Every job comes with its fair share of bodily hazards.
For an NFL linebacker, it could be a torn muscle. For those 9-5 desk jockeys, it’s carpal tunnel syndrome. And for a dental professional, it’s most likely your back. Let’s straighten that spine.
Dentistry is demanding on so many facets of your mind and body, and no matter how good your seated posture is, your back takes the brunt of the pressure in your hours of work hunched over the chair.
Unfortunately so much crucial work is done in an unnatural and uncomfortable position for your back. And until they invent patient chairs that rotate to you, it’s the unfortunate reality of the business we’re in.
Thankfully, there are simple ways you can fight back against your…well…back. All it requires is a little daily discipline to lengthen and strengthen your lumbar spine. And it’s not some crazy, over-the-top workout either that requires a gym membership or a zero gravity inversion table. Following are a series of five simple stretches that you can do every morning before you head to the office (or between patients) to increase blood flow, strengthen your core, and keep your back and surrounding muscles loose and happy.
Stretch #1 – The Cat Cow pose
Any yoga aficionados amongst you will likely have heard of this first exercise. It’s a great way to really stretch your spine and increase blood flow. The actual mechanics of the stretch are quite simple.
- You simply get down onto all fours (like a cat) and form a tabletop position (self-explanatory).
- Once you’re ready, push your abdomen towards the floor while extending your back and looking up towards the ceiling.
- After a few seconds, bring your head back down towards your neck and arch your back up towards the ceiling.
Do this for a couple minutes and you’ll be loosened right up.
Stretch #2 – Superman pose
Up in the sky – it’s a bird, it’s a plane… you get it. More accurately, the Superman pose. This is a common back and abdominal exercise, meant to strengthen your upper back and take the pressure off your spine.
- To execute the stretch, lie face down on the floor with your stomach supporting your weight.
- Breathe in and lift everything off the floor besides your belly all at once. That means your legs, arms, chest, and head.
- Your arms should be at a 90 degree angle in front of you, with your legs and feet kicked straight back, elevated about six inches off the ground. It should look as though you’re attempting to fly through the air like, you guessed it, Superman.
Come in and out of this position as many times as you can tolerate for three sets. It will help build up the muscles in your back and, as an added bonus, tone up your abs and glutes.
Stretch #3 – Pectoral and back stretch
All you need for this one is a door, which means you can do this in any dental office, home, or really any building.
- With the door open, put your hands up at 90 degree angles on either side of the doorframe.
- Bring one leg behind you so you’re in a staggered but balanced stance.
- Standing up as tall as you can, lean forward on that front leg, pushing all your weight in that direction.
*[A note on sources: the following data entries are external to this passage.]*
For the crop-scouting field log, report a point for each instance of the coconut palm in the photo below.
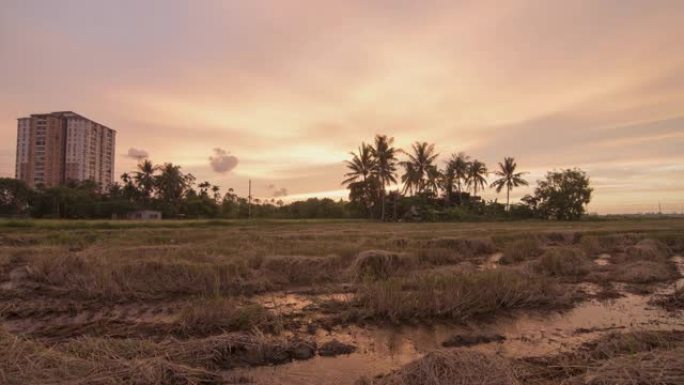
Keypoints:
(360, 176)
(417, 167)
(477, 175)
(385, 165)
(508, 178)
(455, 173)
(434, 180)
(216, 190)
(144, 178)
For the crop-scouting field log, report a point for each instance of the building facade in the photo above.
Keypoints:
(58, 147)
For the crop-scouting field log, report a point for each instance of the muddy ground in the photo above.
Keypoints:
(340, 303)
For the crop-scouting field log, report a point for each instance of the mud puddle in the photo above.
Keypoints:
(381, 349)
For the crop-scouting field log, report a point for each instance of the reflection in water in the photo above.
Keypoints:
(381, 349)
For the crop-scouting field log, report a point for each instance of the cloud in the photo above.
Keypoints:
(281, 192)
(277, 192)
(222, 162)
(136, 153)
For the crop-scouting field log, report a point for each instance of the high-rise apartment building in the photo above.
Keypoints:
(58, 147)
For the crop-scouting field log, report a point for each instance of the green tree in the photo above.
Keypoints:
(418, 167)
(144, 179)
(563, 194)
(476, 175)
(172, 187)
(385, 165)
(360, 179)
(508, 178)
(14, 197)
(457, 171)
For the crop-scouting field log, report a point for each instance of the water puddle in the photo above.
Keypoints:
(678, 260)
(492, 262)
(603, 260)
(381, 349)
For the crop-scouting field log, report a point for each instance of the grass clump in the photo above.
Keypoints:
(456, 296)
(221, 315)
(107, 279)
(648, 250)
(378, 264)
(672, 301)
(453, 367)
(521, 250)
(24, 362)
(615, 343)
(465, 247)
(648, 368)
(643, 272)
(302, 270)
(563, 263)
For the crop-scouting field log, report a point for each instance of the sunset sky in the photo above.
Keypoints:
(285, 89)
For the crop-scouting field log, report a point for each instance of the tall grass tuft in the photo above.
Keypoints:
(457, 296)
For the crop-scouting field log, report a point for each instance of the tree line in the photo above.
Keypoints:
(425, 191)
(165, 188)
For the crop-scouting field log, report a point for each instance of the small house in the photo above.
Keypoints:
(144, 215)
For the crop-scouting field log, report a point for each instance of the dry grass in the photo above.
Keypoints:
(379, 264)
(565, 262)
(450, 367)
(648, 250)
(640, 357)
(25, 362)
(558, 238)
(649, 368)
(643, 272)
(457, 296)
(97, 277)
(468, 247)
(304, 270)
(672, 301)
(521, 250)
(213, 316)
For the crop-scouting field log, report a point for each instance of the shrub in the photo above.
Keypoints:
(563, 263)
(219, 315)
(648, 250)
(466, 247)
(437, 256)
(378, 264)
(453, 367)
(521, 250)
(644, 272)
(303, 270)
(591, 245)
(456, 296)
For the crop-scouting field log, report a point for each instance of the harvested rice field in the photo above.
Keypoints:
(342, 302)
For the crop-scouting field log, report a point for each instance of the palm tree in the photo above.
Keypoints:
(410, 178)
(477, 175)
(360, 175)
(508, 178)
(434, 180)
(417, 167)
(204, 188)
(456, 173)
(172, 184)
(144, 178)
(216, 190)
(385, 165)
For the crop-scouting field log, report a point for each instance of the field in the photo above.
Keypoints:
(341, 302)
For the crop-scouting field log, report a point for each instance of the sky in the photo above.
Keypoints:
(281, 91)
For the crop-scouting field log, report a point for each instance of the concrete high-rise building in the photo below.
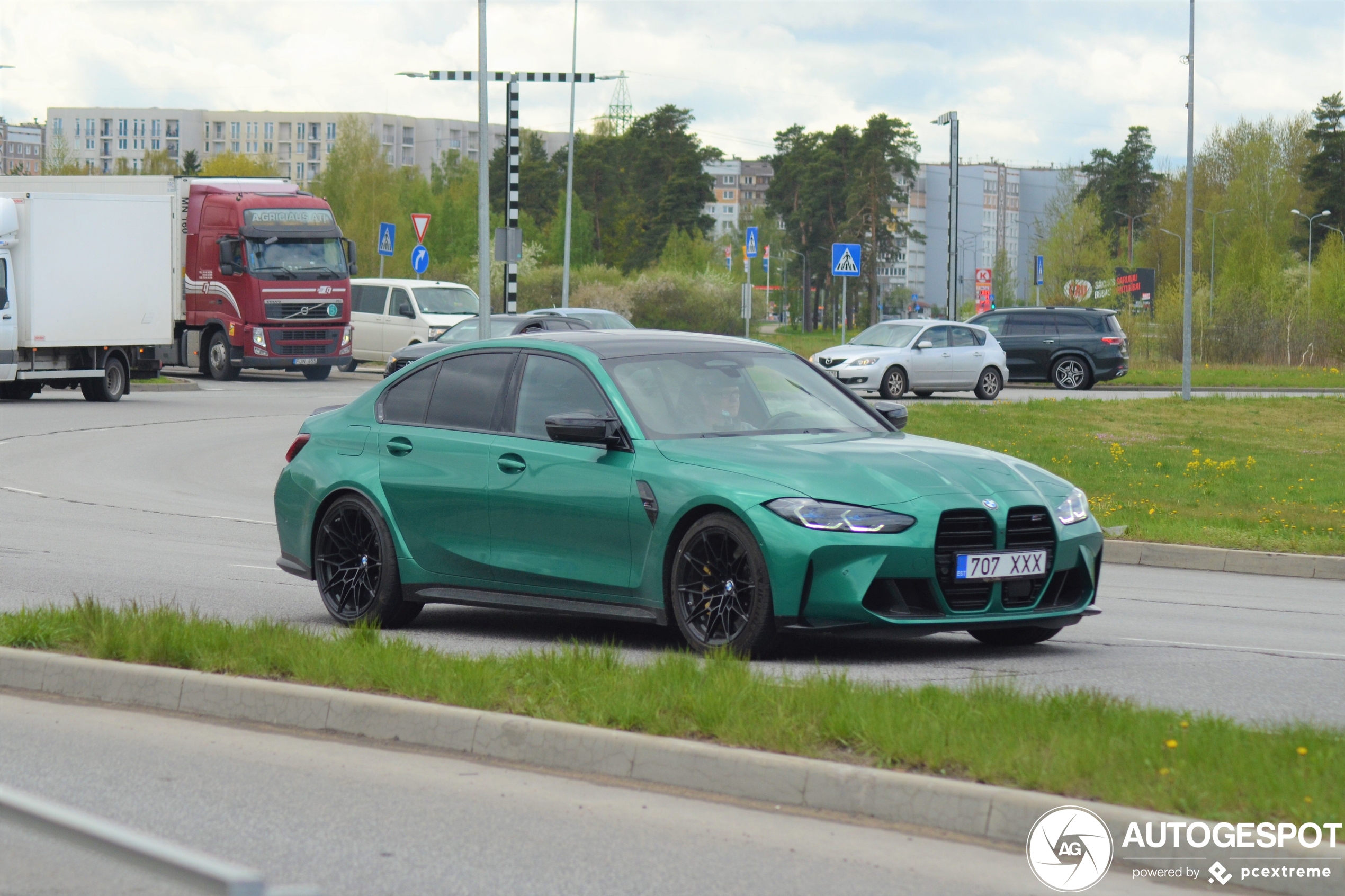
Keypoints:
(299, 142)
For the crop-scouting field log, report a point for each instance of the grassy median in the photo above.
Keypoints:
(1261, 474)
(1079, 745)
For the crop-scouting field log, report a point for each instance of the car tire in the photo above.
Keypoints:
(990, 384)
(1019, 637)
(217, 359)
(716, 564)
(893, 384)
(355, 566)
(1071, 373)
(111, 387)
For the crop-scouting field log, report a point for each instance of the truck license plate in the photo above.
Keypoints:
(1010, 564)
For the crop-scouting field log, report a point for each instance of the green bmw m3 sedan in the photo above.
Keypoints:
(721, 486)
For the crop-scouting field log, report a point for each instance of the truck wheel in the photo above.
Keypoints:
(217, 359)
(111, 387)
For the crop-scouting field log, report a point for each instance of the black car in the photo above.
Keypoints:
(466, 331)
(1071, 347)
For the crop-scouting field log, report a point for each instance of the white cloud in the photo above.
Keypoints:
(1033, 83)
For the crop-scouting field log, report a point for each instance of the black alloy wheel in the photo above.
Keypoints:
(893, 384)
(1019, 637)
(1071, 373)
(217, 359)
(720, 590)
(990, 384)
(357, 566)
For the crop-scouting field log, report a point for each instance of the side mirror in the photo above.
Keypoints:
(587, 429)
(895, 414)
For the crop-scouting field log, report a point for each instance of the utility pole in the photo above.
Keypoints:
(1191, 208)
(952, 120)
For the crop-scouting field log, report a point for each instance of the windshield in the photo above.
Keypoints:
(466, 330)
(297, 259)
(724, 393)
(447, 300)
(888, 335)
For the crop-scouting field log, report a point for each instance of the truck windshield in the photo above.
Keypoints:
(297, 259)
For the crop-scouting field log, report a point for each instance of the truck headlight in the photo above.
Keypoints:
(836, 517)
(1072, 509)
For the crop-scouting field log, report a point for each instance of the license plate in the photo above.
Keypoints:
(1010, 564)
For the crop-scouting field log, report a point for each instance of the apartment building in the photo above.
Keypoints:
(299, 142)
(22, 147)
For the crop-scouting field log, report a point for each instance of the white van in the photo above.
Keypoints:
(389, 314)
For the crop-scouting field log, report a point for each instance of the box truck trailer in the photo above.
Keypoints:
(101, 277)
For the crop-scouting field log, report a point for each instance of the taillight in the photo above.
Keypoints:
(300, 441)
If you’re doing it correctly you should feel a nice stretch through the front of your chest. Hold this pose for about 20 seconds.
Stretch #4 – Chin tucks
Pain in your back inevitably causes pain in other parts of your body. One of the biggest victims is your neck, which takes on a lot of the strain from a hunched back. To remedy this, try chin tucks. This exercise couldn’t be any easier. You can literally do it sitting down.
- Merely take a seat in a chair with a backrest and sit up as straight as you can.
- Looking forward, take two fingers and push your chin down towards your neck while holding your back straight.
Do this as many times as you need without causing pain to yourself. It’s a nice way to get some knots out of that neck.
Stretch #5 – Life extension
Don’t worry—this stretch isn’t as drastic as the name would indicate. It’s actually a very simple way to stretch out your chest and strengthen the muscles in your back.
- Just stand up straight with your chest proudly puffed out and your shoulders/back relaxed.
- Do your best Fonzy impression and put both thumbs out.
- Raise your arms up over your head in a Y-shape with your thumbs facing behind you
Breathe in and out and hold this posture for a few seconds.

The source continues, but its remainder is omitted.